Un facteur de risque est quelque chose, comme un comportement, une substance ou un état, qui accroît le risque d’apparition d’un cancer. La plupart des cancers sont attribuables à de nombreux facteurs de risque. Le plus important facteur de risque du cancer du col de l’utérus est l’infection au virus du papillome humain (VPH).

La majorité des cancers du col de l'utérus se développent chez les femmes âgées de moins de 50 ans. Le cancer du col de l'utérus a tendance à affecter davantage les femmes d'origine africaine que les Blanches. Les taux de cancer du col de l'utérus tendent aussi à être plus faibles chez les femmes appartenant à certaines communautés religieuses, comme les religieuses catholiques et les femmes amish ou mormones. C'est probablement dû au petit nombre de partenaires sexuels qu'ont ces femmes, ce qui pourrait réduire leur exposition au VPH.

Les facteurs de risque sont habituellement classés du plus significatif au moins significatif. Mais dans la plupart des cas, il est impossible de les classer avec une certitude absolue.

Facteurs de risque connus

Des preuves convaincantes permettent d’affirmer que les facteurs suivants font augmenter votre risque de cancer du col de l’utérus.

Virus du papillome humain (VPH)

La majorité des femmes qui développent un cancer du col de l'utérus ont déjà souffert d’une infection au VPH. Cependant, avoir une infection au VPH ne veut pas nécessairement dire que vous serez un jour atteinte d’un cancer du col de l’utérus.
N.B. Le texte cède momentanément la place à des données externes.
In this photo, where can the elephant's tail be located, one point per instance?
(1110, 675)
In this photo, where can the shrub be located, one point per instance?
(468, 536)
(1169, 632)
De nombreux types différents de virus du papillome humain peuvent infecter le col, mais seulement certains d’entre eux provoquent dans les cellules des changements anormaux susceptibles de se transformer en cancer.

Apprenez-en davantage sur le virus du papillome humain (VPH).

Tabagisme

Le tabagisme fait en sorte qu’une infection au VPH risque davantage de ne pas disparaître d’elle-même. Si une infection au VPH ne disparaît pas, elle peut engendrer le développement de la dysplasie cervicale, qui est un état précancéreux du col de l’utérus, ainsi que du cancer du col de l’utérus.

La fumée de cigarette contient beaucoup de substances causant le cancer, ou carcinogènes, qui affectent de nombreuses parties du corps. Des chercheurs ont observé des sous-produits de la fumée de cigarette dans les cellules qui tapissent le col de l'utérus des femmes qui fument. Ils croient que ces substances nocives pourraient endommager les cellules et permettre à une infection au VPH de demeurer dans le corps. Le risque d'être atteinte du cancer du col de l'utérus augmente selon la durée du tabagisme et le nombre de cigarettes fumées chaque jour.

Accouchements multiples

La parité, c’est le nombre de fois qu’une femme a donné naissance à un enfant, ou accouché. On a établi un lien entre la multiparité, ou accoucher plus d’une fois, et le risque de cancer du col de l’utérus. Ce risque augmente en fonction du nombre de fois qu’une femme accouche.

Avoir donné naissance peut aussi accroître le risque que l’infection au VPH évolue en cancer du col de l’utérus. C’est peut-être parce que les taux d’hormones sexuelles sont élevés lors de la grossesse et de l’accouchement ou à cause d’autres facteurs que nous ne comprenons pas encore pleinement.

Activité sexuelle

Être actif sexuellement signifie plus que d’avoir une relation sexuelle avec quelqu‘un. Ce pourrait être :

  • n’importe quel contact cutané (peau sur peau) génital
  • des rapports sexuels oraux
  • des relations sexuelles

Toutes les femmes qui ont déjà été actives sexuellement risquent d'être un jour atteintes d'un cancer du col de l'utérus. C’est parce que l’activité sexuelle peut vous exposer au VPH. Ce type de cancer se développe rarement chez les femmes qui n'ont jamais été actives sexuellement.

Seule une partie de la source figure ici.